During her child care search, Lopez explored every option in her price range—from intimate home child care providers to large centers, such as La Petite Academy, a Chicago-based chain with an outlet on the south side of Santa Fe that holds 125 kids. LPA charges $800 per month for children under 2, but less than $600 per month for older children. Lopez had a negative impression of LPA, which was the only Santa Fe child care center that rebuffed SFR’s request for a quick unscheduled interview and tour.
Center Director Terrance Gandert said he would check with headquarters and get in touch if given permission to speak, but never did.

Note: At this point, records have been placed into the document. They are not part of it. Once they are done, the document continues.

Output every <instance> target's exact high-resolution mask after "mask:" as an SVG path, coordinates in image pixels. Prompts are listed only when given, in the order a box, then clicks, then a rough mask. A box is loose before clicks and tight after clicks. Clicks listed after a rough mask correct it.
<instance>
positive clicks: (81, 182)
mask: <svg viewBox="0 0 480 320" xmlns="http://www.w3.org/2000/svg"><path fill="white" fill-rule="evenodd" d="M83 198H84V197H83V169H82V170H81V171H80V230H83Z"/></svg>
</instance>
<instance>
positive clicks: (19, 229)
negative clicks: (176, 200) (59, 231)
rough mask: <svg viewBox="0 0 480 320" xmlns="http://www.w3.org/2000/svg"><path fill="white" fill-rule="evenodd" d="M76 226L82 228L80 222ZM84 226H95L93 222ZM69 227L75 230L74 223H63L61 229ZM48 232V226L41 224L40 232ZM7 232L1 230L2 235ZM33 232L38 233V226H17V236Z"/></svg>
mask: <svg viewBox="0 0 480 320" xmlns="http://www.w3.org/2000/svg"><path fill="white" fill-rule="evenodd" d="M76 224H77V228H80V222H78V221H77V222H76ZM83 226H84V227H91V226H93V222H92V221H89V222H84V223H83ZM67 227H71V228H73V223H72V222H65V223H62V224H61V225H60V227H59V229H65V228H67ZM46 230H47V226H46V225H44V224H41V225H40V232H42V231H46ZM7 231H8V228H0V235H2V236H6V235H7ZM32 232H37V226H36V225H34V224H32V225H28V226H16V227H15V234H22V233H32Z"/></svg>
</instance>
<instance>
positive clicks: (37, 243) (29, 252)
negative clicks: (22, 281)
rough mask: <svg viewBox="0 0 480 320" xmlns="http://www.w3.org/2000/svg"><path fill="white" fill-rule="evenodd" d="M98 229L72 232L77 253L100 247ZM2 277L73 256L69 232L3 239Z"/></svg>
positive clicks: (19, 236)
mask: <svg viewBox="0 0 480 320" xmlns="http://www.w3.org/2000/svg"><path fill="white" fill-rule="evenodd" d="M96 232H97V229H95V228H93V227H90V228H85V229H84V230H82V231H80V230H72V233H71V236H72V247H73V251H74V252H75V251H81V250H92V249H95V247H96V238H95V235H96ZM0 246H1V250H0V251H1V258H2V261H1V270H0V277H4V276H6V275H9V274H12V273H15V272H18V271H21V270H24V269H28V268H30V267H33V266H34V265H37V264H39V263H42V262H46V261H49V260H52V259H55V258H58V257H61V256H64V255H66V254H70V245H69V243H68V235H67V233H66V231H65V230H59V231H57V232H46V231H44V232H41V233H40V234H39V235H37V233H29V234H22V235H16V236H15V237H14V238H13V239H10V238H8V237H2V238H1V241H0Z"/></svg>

Garcia Street Club also is classified as a center, but has a much smaller 40-student capacity and only takes children age 2 to 5. GSC has a school environment, with kids’ artwork—including a 10-foot-long painted cardboard-and-paper dragon the kids made for Chinese New Year—adorning the adobe walls, separate classrooms for different ages, and a little library. When SFR visited, the 2-year-olds were captivated by a soft foam pneumatic rocket that launched—with adult assistance—from the push of a pedal.
Bigger kids were pushing miniature dump trucks and climbing on playground equipment in the school’s spacious play yard.
Child care homes are even smaller, and can be quieter and more low-key. Helena Mitchell, a former special education teacher with a master’s degree in education and a calming presence, emphasizes imaginative play in her home-based care.
“I’ve had people come and say places are too big or chaotic or they didn’t want to throw their kid into a big giant place, or they had tried it and it’s just too much,” Mitchell says. “Their child was young and they still needed a smaller group, more attention, or they were lost and unhappy.”
The National Academy of Early Childhood Programs sets as part of its accreditation criteria a maximum group size of 12 for children under 2. National Resource Center for Health and Safety in Child Care 2002 research indicates kids ages 5 and younger should be cared for in groups no larger than 16, but smaller sub-groups in a larger setting can fulfill that requirement.
“In general, the fewer kids there are per caregiver or teacher, the better,” New Mexico Voices for Children spokeswoman Sharon Kayne says.